PCC cleaning turnaround There were delays in recommissioning CFA’s personal protective clothing because some items had to be tested and cleaned before recommissioning. This needed to be managed better, particularly for those members who had the capacity to work several shifts.
Demobilisation plan The incident involved a lot of external equipment and particular effort was made to link resources to the right owners. This allowed the resources to be tracked and accounted for correctly during the incident. The demobilisation, however, did have some limitations in the sequencing of release. It has been identified that a table top exercise should be developed and incorporated into district training programs for future logistics and IMT workshops.
Public information The public information and warnings worked extremely well in providing timely warnings to the community. Community information is vital during an incident like this in providing advice about the risk and consequences of the hazard to the community. Overall, the emergency management agencies played an important role in community engagement.
Intelligence Using an MFB drone with remote cameras greatly benefited this incident. The drone is piloted by remote control and carries a camera into the air above an incident. It can transmit realtime images to the incident controller via a portable monitor, which enhances the incident controller’s ability to make timely and effective tactical decisions. It also means management teams can locate and monitor the position of their crews and resources.
Use of heavy plant The assistance of a DELWP plant manager on site ensured that heavy equipment such as excavators and dozers were used efficiently. It was identified that there is a need for plant operators to have a better understanding of the potential effects of smoke exposure and the importance of monitoring carbon monoxide (CO). During this fire, some operators were not aware of the risks associated with exposure to smoke and decontamination requirements.

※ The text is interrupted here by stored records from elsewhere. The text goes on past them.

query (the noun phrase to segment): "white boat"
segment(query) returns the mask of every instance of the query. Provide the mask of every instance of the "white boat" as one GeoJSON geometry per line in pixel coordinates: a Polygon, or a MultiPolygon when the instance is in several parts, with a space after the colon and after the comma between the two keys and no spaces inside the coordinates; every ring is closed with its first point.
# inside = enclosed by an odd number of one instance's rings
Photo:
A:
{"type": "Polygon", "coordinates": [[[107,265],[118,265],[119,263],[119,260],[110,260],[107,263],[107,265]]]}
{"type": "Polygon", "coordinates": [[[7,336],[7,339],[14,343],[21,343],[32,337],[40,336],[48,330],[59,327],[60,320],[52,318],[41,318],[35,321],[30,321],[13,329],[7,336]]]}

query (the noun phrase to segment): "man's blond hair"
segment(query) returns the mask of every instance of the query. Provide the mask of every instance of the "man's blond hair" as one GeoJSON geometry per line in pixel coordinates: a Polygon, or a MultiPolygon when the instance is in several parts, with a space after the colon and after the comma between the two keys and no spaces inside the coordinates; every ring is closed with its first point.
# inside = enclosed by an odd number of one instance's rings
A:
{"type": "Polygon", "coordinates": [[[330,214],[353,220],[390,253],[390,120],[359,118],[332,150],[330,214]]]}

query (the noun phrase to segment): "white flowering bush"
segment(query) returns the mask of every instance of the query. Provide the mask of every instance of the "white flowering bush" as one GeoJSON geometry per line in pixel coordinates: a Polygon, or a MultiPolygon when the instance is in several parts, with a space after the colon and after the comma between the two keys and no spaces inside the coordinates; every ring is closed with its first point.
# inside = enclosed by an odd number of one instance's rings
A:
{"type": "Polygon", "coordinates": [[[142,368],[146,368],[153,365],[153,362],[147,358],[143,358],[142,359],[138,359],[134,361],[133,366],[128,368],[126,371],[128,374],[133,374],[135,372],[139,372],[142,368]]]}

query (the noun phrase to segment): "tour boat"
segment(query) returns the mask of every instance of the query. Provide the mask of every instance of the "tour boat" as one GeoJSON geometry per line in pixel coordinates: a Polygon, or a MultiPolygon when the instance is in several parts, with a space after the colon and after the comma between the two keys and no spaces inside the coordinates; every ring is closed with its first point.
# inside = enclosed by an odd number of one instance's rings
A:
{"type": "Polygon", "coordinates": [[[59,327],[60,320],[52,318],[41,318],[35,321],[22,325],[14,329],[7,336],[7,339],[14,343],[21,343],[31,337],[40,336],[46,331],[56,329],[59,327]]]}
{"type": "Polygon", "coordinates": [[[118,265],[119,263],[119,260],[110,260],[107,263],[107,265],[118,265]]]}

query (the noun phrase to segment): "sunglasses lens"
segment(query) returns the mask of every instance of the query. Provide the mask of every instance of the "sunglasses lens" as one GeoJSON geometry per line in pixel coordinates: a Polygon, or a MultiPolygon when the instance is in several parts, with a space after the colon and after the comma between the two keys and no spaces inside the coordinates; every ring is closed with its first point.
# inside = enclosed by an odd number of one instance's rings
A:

Aircraft for firefighting An air attack aircraft was also used because of the size of the fire in the early stages, and water from CFA and MFB aerial trucks couldn’t penetrate the fire. When the aircraft was deployed, the fireground crews and trucks stopped temporarily for safety reasons. The process was carried out successfully.
Response and recovery Transition to recovery was complex because of the ongoing clean-up. However, the response and recovery agencies worked cooperatively during the period of transition and gave each other appropriate support.
Asbestos management The fire was difficult to contain due to the amount and types of combustible material involved. The site was believed to contain asbestos, so safety procedures and health monitoring for CO exposure were implemented. A considerable effort was made to ensure crews had adequate respiratory protection and a decontamination process. These arrangements were put in place to mitigate the risk of asbestos to firefighters and staff on site and to mitigate the risk of asbestos leaving the site.
Atmospheric monitoring was also actively engaged to determine the potential exposure to the public and firefighters working in closer proximity to the fire under the smoke management protocols.
Although this incident had a number of complications – proximity to industry, access to water supply, interference with road networks and significant media attention – everyone worked extremely well together to ensure the incident was managed safely for the responders and community. By taking into account the lessons learned, fire agencies can overcome similar challenges in the future.
The ongoing effort from crews, incident management and emergency management partners was instrumental in handling this incident. The crews worked around the clock to bring this incident to a conclusion as quickly as possible.